Sunday, March 26, 2017

Bound to the Past #1

I had never gotten the chance to see "The Empire Strikes Back" theatrically. Life was as Billy Crystal's Fernando called it, "Crazy-go-nuts". My Dad, who had taken several of us to see the original "Star Wars" in its initial run, had passed away. There wasn't time to go "to the show" anymore during that period, really.

I did catch "Empire" theatrically in a re-release sometime in the summer of 1981 in Marshfield, Wisconsin, but that, my friends, is truly irrelevant and sadly anti-climactic.

Anyway, in a drug store somewhere, my Mom and I had stumbled across a paperback-sized version of the Marvel Comics graphic-novel styled novelization. I was exceedingly thrilled. At least I would know what the hell happened. I guess you could call what I was feeling relief, really.   I began reading it on the ride home, and thanked my dear mother about 235 times in the process.

When discussing the epic film (which has since become my favorite in the long-winded series) at school with my chums, I would now at least know what the Hoth I was talking about. I still acted as though I had seen the film going forward. For the opposite to be true would be a disgrace.

Several years prior, I had an over sized (what comic book nerfherders call "Treasury-sized") edition of the whole Marvel schpiel of the original 1977 classic. I loved that thing. I brutalized it in the process. Alas, at the age of 6, you didn't prospect comic books, man. You read the damn things.

Over and Over.

I can now glowingly re-read that masterpiece thanks to Frank and Mary, my mother and father-in-law, as last Christmas they purchased me the entire thing in a glorious hardbound edition. When I re-read it, I physically experienced an explosive wave of nostalgia. I wish there was a single-word encapsulation of that emotion. Sorry I can't do that for you, but my regret is overcome by my sadness at my own verbal ineptitude.

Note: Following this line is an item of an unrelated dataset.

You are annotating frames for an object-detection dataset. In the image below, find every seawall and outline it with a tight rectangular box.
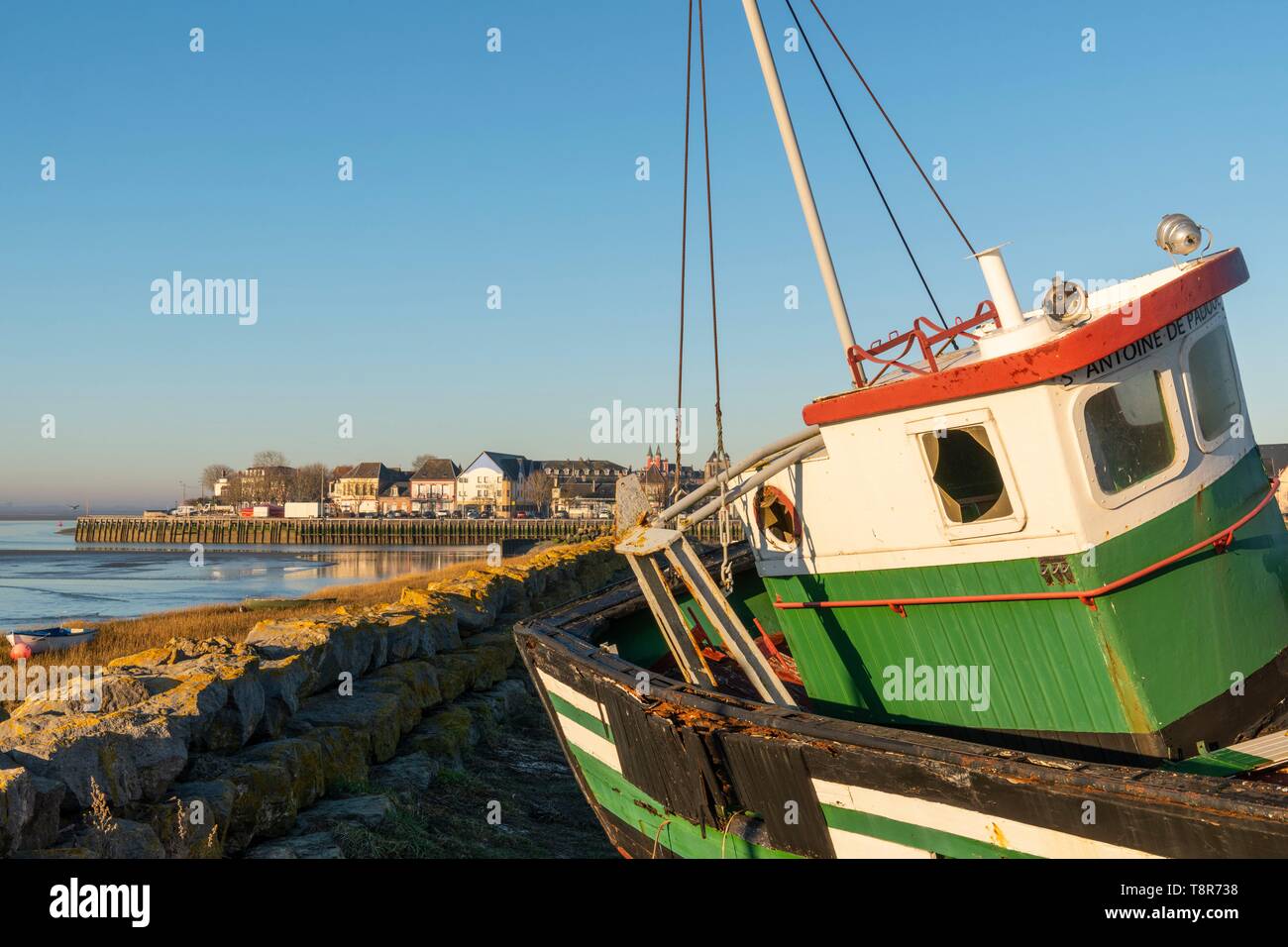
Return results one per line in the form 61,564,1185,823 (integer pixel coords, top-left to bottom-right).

The "Empire" paperback isn't quite as cool as the original, but it still means a lot to me to this day. Great work by writer Archie Godwin, whose name comes up to this day as creator of the great Luke Cage character, a superhero who has a great show running on Netflix.  The pencils by Al Williamson and Carlos Garzon were pretty slick. Yeoman's work by all 3 gentleman.

I also loved the paperback size as opposed to the Treasury, it's one distinct advantage. For that sizing made lugging it around easier and less damaging.  After all, this was the melding of Comic Books and the Star Wars universe, and it aint to be played with.